I think this will be my last issue. A big part of my jumping on this book, when it debuted as part of DC’s New 52 promotion, was the presence of Sterling Gates as writer. His Supergirl work showed a huge talent for story, plotting, action and characterisation. Interviews and the first couple of issues made it clear Gates was angling this revamp to suit the talents of artist Rob Liefeld – action all the way with a side of characterisation. And I was OK with that, so long as Gates’ own instincts and interests weren’t completely subsumed.
But we’re up to #5 and the imprint of Gates is barely there as the Liefeld machine pummels forward. This issue Liefeld is listed as co-writer, and as of next month Gates is off the book altogether as Liefeld goes it alone. If this chapter is any indication of what’s to come, it’s time for me to go too.
The two mysteries set up early on in the series – the truth of Dove’s origins and the secrets of the bird avatar cabal – look set to drag on and on. Hank is beyond stupid and selfish, Dawn is a weird combination of grim and sappy, the supporting characters are barely there, the villains are for the birds …
‘Cages and Crossroads’ sees the opening storyline wrap, as our heroes search for Dove’s fella, Deadman, who’s been kidnapped by bad guys Condor and Swan. They talk to Deadman’s chum, Madame Xanadu – off-panel – who tells them that a demon named Bob, in Salem, will be able to help. So they beat up a demon named Bob, in Salem, until he tells them they need to return to Washington DC and find the entrance to something called ‘the War Realm’.

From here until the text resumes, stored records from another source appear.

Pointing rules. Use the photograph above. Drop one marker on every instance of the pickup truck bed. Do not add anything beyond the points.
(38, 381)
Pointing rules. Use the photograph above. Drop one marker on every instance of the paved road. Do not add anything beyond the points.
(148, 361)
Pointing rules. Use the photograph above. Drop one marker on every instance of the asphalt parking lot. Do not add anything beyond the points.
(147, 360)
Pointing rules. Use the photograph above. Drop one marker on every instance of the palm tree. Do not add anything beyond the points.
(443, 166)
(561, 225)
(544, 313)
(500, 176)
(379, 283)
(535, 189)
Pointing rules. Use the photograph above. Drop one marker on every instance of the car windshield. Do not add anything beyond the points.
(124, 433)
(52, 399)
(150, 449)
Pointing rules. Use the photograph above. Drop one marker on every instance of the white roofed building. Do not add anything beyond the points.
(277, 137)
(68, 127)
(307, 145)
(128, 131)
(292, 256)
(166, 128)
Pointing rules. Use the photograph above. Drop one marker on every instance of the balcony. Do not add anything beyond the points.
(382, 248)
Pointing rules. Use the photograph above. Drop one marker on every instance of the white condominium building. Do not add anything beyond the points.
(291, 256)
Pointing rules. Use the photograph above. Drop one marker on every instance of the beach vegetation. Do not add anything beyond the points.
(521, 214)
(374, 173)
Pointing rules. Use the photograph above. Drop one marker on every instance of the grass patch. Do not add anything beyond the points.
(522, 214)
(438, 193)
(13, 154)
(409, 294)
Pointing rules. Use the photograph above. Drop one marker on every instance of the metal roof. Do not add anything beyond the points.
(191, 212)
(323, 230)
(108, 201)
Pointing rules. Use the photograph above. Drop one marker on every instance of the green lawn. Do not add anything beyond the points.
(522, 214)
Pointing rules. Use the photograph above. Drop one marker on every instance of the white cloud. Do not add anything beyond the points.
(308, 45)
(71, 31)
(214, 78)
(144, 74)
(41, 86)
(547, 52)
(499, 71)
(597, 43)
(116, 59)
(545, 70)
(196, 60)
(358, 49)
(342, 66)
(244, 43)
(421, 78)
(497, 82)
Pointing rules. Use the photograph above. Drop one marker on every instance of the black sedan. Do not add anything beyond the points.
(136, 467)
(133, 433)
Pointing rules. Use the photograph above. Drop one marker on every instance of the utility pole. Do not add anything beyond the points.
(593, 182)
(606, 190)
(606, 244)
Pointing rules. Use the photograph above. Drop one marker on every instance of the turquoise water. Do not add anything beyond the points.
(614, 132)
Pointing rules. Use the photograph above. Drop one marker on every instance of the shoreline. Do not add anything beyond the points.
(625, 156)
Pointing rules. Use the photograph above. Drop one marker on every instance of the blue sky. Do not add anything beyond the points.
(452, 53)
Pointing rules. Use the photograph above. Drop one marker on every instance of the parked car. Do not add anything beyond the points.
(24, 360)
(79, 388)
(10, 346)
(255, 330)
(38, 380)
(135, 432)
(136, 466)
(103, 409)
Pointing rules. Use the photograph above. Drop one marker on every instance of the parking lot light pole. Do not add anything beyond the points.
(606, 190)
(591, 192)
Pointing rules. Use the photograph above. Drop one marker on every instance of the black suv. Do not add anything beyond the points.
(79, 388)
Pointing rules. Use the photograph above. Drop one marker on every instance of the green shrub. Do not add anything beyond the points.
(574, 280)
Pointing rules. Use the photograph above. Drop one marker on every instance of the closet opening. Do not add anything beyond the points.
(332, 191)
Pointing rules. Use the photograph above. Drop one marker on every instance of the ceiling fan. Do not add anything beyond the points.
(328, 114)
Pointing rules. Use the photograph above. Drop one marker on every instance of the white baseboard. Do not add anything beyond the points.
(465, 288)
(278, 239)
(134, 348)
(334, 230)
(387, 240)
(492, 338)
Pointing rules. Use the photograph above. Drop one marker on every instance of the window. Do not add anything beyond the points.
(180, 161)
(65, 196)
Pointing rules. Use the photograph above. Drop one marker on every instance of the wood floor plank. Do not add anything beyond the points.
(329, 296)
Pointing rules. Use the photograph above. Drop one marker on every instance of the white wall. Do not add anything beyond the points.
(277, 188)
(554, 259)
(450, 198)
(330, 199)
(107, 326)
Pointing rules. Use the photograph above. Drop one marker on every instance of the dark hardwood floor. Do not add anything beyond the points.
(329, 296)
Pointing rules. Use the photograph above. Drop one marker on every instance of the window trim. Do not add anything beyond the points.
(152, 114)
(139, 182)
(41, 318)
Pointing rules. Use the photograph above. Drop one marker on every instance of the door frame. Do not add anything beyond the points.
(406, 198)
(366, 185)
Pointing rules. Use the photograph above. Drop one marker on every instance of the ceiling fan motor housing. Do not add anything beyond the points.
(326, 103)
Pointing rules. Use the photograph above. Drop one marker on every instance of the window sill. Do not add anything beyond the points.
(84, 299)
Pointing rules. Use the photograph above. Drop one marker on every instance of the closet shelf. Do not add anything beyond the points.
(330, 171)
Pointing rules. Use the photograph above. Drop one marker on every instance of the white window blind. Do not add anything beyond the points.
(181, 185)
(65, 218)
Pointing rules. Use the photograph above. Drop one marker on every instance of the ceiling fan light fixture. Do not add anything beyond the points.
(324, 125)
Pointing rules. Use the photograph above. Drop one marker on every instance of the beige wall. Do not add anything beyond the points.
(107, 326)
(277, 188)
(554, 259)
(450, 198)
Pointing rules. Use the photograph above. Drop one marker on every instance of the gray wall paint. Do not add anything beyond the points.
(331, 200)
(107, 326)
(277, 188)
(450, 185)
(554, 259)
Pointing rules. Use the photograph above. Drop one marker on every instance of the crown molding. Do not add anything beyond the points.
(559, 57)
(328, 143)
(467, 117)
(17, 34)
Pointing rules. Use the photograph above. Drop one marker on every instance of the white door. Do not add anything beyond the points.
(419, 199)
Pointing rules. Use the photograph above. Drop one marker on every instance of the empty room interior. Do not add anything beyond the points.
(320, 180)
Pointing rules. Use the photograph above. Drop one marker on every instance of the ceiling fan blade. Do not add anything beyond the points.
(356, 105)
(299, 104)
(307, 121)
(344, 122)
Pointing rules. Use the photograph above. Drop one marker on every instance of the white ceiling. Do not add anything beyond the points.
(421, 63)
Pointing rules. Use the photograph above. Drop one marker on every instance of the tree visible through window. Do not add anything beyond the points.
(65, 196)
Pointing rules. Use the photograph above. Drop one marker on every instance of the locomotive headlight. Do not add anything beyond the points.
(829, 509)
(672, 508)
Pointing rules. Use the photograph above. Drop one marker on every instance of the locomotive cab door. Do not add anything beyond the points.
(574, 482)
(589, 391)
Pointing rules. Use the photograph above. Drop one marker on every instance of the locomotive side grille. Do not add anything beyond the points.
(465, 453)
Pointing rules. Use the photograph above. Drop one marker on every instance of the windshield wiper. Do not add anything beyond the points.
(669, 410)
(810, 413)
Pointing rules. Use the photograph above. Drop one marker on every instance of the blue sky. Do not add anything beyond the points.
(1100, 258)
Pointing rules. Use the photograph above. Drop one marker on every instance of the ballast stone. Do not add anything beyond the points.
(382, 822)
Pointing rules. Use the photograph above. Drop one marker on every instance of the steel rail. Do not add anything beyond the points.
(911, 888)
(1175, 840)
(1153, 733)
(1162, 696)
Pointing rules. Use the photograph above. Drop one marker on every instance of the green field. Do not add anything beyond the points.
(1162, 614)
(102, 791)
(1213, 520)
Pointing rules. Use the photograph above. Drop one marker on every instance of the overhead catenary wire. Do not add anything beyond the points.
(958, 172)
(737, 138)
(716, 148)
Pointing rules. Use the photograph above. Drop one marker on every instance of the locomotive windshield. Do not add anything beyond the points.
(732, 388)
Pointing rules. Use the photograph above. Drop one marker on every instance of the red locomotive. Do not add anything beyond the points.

En route to save Deadman from they don’t know what, Hawk insists Dove stop for a chat. He reckons she should consider dumping Deadman because he’s brought only trouble their way. Dove is understandably peeved and insists they get on with the rescue mission
An old cinema hosts the entry portal to the War Realm, which sounds exciting and mysterious but Condor’s hideaway proves to be a mundane city rooftop – I wouldn’t have bothered. Condor, who at the beginning of this issue is a lookalike for Hawk, is now a giant birdman. His partner, Dove double Swan, is now dead. So there’s been a betrayal, a death and a transformation – off-panel. A fight ensues and while Hawk doesn’t do too well, Dove turns out to have an undefined light power that squishes Condor.
This climactic sequence happens in titchy panels, where you might reasonably expect larger views, maybe a splash page. But no, the spreads are used for a massive headshot of Dove, and a generic, sideways image of H&D diving off a roof. These money shots do feature decent Liefeld art – especially if you’re a fan of improbable arses – but they don’t help the story pacing. The Bob interlude uses up more room in a very random manner – who is this guy, how does he know anything, why Salem?
The coda sees an apparently Botoxed Deadman break up with Dove – like Hawk, he believes, ‘I’m dangerous to you’. Dove is devastated – as a superhero, she’s hardly going to be fretting about danger – while Hawk pretends to be sad for her. Next month, a Batman team-up which likely won’t leave room for subplot progression.
While Liefeld pencils and inks, he doesn’t handle the art alone. There are ‘pencil assists’ by Marat Mychaels and inks by Adelso Corona. As noted above, as a Liefeld art job it’s fine … the only panel I hate is the shot of Dove as Dawn, in which no one’s bothered to draw any clothes on her upper body – Matt Yackey’s colours and a few cuff-lines are the only indication she’s meant to be dressed. It’s lazy, but worse, it looks weird and takes you out of the story.
It’s a shame that the finer points of storytelling, such as motivation, explanation and believability, seem to be on the way out. Only last issue, things were looking very promising for this series, with a pleasing balance between the talents of Liefeld and Gates. But with this month’s sidelining, and next issue’s removal, of Gates – he was meant to be writing #6 – I don’t see this comic fulfilling its potential any time soon.